(Bloomberg) —Square Inc. offers loans to customers to pay for goods and services from merchants who use its payment platform, another company initiative to deepen financial services.
Merchants in 22 states will be able to offer installment payments on purchases of $ 250 to $ 10,000. The lending branch of the company, Square capital, will cover the cost on behalf of the buyer, the San Francisco-based company said in a statement Thursday. The initiative, tested for a year, allows buyers to apply online. If approved, they reimburse Square in fixed monthly amounts over three, six, or 12 months for purchases of $ 250 to $ 10,000.
“We believe this gives small businesses a level playing field,” said Jackie Reses, director of Square Capital. “Think of someone who needs to do a home improvement project, or even hair extensions that they would like to try. This product contains many examples of how an expensive item can be analyzed. In the past year, Square recorded 36 million transactions over $ 250 on its platform, Reses said.
This initiative is part of Square’s efforts to expand beyond its core business of payment processing. Square Capital has played a growing role in increasing the company’s sales and profits since its inception in 2014. During the last quarter, it facilitated more than 60,000 business loans totaling $ 390 million. Investors have backed Square’s efforts, with the company’s shares more than tripling to $ 96.96 in the past year.
The product puts Square in a space crowded with fintech companies like Max Levchin’s Affirm Inc. and PayPal Holdings Inc. who also offer installment loans.
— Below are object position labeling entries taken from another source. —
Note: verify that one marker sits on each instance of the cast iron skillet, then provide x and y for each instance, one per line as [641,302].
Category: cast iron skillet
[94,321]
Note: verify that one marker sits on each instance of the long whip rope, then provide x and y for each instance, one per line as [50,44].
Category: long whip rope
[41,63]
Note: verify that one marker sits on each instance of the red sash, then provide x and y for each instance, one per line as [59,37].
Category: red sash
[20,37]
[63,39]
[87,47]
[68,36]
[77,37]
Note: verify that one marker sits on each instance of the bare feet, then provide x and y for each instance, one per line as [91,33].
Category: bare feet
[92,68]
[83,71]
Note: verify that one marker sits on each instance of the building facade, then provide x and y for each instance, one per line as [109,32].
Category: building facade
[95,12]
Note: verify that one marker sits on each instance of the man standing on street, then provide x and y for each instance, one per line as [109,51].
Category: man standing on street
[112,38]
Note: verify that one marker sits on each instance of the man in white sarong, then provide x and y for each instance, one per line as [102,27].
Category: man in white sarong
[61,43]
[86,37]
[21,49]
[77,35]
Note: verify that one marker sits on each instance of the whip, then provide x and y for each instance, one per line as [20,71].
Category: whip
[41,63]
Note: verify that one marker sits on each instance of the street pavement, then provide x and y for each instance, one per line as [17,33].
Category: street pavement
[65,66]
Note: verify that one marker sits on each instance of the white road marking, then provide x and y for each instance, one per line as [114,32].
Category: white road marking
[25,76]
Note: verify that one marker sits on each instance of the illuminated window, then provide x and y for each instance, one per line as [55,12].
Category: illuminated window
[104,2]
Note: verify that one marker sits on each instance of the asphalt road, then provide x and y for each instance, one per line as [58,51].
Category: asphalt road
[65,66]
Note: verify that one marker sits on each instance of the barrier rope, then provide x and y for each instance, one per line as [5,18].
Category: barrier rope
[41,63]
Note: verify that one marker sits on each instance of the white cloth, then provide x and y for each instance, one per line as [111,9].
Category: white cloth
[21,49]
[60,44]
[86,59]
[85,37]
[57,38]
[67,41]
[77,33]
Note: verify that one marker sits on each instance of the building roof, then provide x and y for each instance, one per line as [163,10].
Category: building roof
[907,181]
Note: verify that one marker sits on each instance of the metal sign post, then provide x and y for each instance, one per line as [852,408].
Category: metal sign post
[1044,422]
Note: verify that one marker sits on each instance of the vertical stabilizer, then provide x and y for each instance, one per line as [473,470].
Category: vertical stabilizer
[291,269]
It is also the latest step the company has taken to increase its relevance in the lives of consumers, not just merchants. Square recently rolled out a loyalty program connected to its Venmo-like peer-to-peer money transfer app, called Square Cash. It also offers a debit card connected to the Cash application.
Square has kept default rates for business loans low by using all the data it has on merchants through its payments platform. With installment loans, Square will be exposed to consumer defaults.
“We feel very comfortable with the type of risk we take,” said Reses, given the credit information and external data sources that Square will use in making its underwriting decisions. Square plans to keep consumer credits on its balance sheet, but since it lends more, it could sell them to outside funds, as it does with its merchant loans.
Borrowers who are approved are billed at an annual percentage rate of zero to 24%. This contrasts with Affirm, which offers payments at an annual percentage rate of 10-30%.